Under the Companies Act, 2016, a company is deemed unable to pay its debts if it cannot pay a sum of RM10,000-00 within 21 days from the date of the creditor's written demand. If a company is unable to pay its debts, it may be wound-up by the Court upon the creditor's petition.
On 10th April 2020, the Companies Commission of Malaysia stated its intention to raise the statutory winding-up threshold from RM10,000-00 to RM50,000-00, and to increase the period to make payment on the creditor's written demand from 21 days to 6 months. It is said that this initiative will operate until 31st December 2020.
At the time of writing, we have not sighted any legislation giving effect to these initiatives by the Companies Commission of Malaysia.

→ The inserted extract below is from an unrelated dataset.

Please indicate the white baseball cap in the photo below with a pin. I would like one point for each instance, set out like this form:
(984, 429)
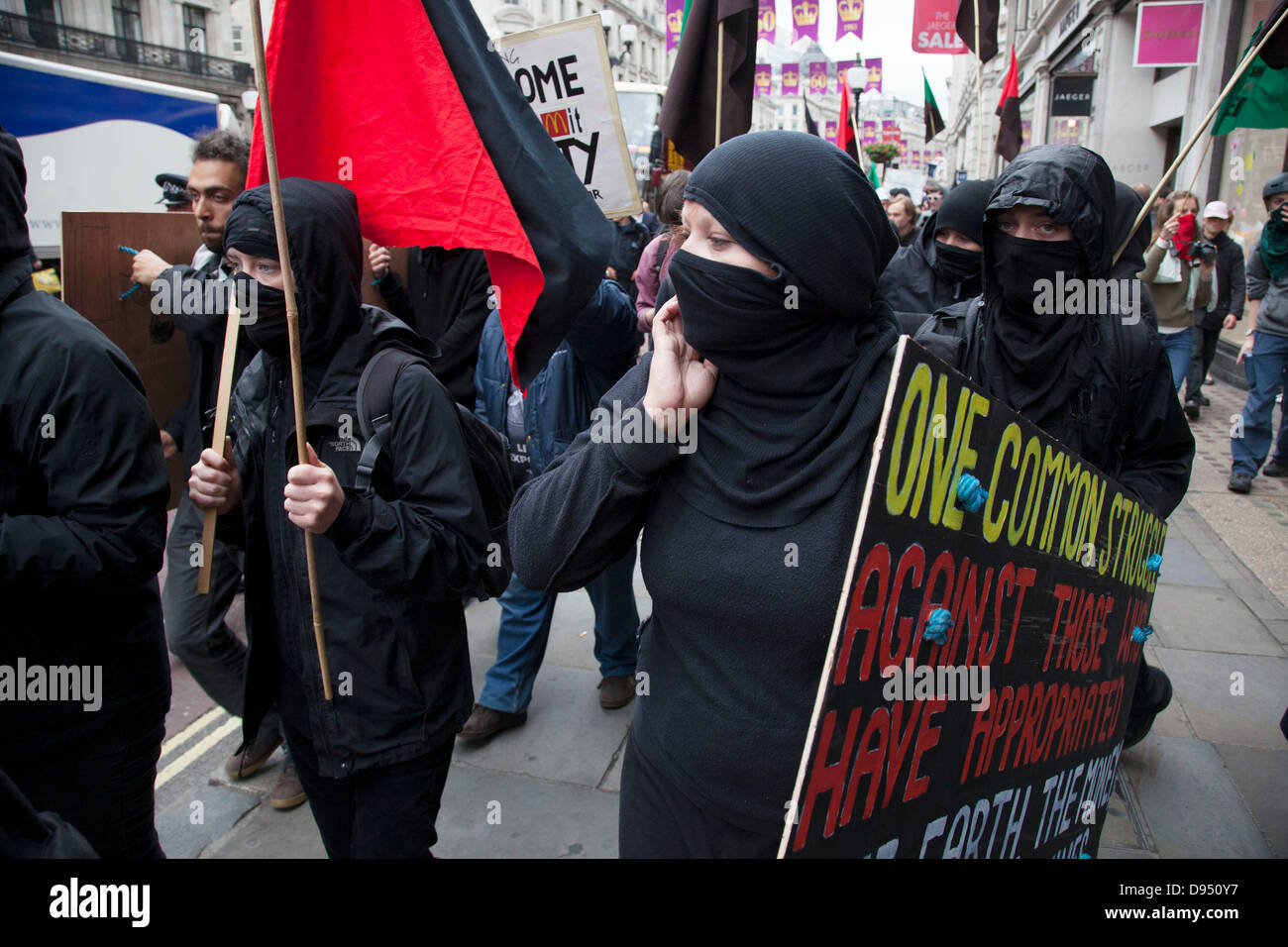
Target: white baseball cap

(23) Will these initiatives affect existing Section 466 Notices or winding-up proceedings?
Unless there are amending laws passed by Parliament, we doubt these initiatives will affect the existing Section 466 Notices or winding-up proceedings, as they are based on the statutory definition of “inability to pay debts” in the Companies Act, 2016 at the time of the issuance of the Section 466 Notice, which as of 31 January 2017, stood at RM10,000-00.
(24) Are there any other existing initiatives by the Government?

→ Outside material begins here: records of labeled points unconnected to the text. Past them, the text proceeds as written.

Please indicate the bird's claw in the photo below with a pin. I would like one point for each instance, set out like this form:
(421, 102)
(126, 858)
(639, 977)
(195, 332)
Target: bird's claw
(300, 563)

SMEs may consider participating in Bank Negara’s Small Debt Resolution Scheme (“SDRS”), which is similar to the CDRC, but applies to SMEs.

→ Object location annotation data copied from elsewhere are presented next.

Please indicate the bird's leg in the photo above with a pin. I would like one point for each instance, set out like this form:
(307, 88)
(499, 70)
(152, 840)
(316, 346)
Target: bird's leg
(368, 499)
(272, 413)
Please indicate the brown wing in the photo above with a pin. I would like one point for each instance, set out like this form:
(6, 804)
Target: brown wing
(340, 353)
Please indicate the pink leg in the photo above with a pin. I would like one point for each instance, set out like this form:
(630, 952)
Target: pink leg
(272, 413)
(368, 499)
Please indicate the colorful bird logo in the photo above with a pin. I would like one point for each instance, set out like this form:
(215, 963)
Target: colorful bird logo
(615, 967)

The eligibility requirements to participate in the SDRS are as follows:-
- the applicant is a Malaysian-owned company (at least 51%) carrying on business in any economic sector;
- the applicant meets the definition criteria of a SME, i.e. number of full time employees not exceeding 200 or annual sales turnover not more than RM50 million;
- the applicant is a viable SME facing financial difficulties with financing from multiple financial institutions; and
- applicable for business related financing only (excluding share financing and personal consumption).
Further details on the SDRS can be seen at the following link :-
https://www.bnm.gov.my/documents/2015/SDRS.pdf
Another potential initiative is the reinstatement of the now dormant Pengurusan Danaharta Nasional Berhad Act, 1998, which is a special law that was enacted by Parliament during the Asian Financial Crisis in 1997, for the acquisition, management, financing and disposition of assets and liabilities by Pengurusan Danaharta Nasional Berhad (“Danaharta”). Danaharta successfully re-invigorated the lending abilities of the Malaysian financial sector by buying non-performing loans (“NPLs”) from financial institutions.
The debtor companies also benefitted because Danaharta was able to maximize the recovery values from those NPLs, whether by restructuring those debts or an orderly disposal of the secured assets. The Danaharta Act also empowered the appointment of Special Administrators over affected companies whose NPLs had been bought over by Danaharta, with an automatic moratorium over legal proceedings against such companies. Restructuring of debts under the purview of the Special Administrators then ensued.
Danaharta however ceased these activities on 31st December 2005, with its residual assets being managed by Prokhas Sdn Bhd, a private limited company wholly-owned by Minister of Finance, Incorporated. At the time of writing, we are unaware of any Government initiative to reactivate the provisions of the Danaharta Act.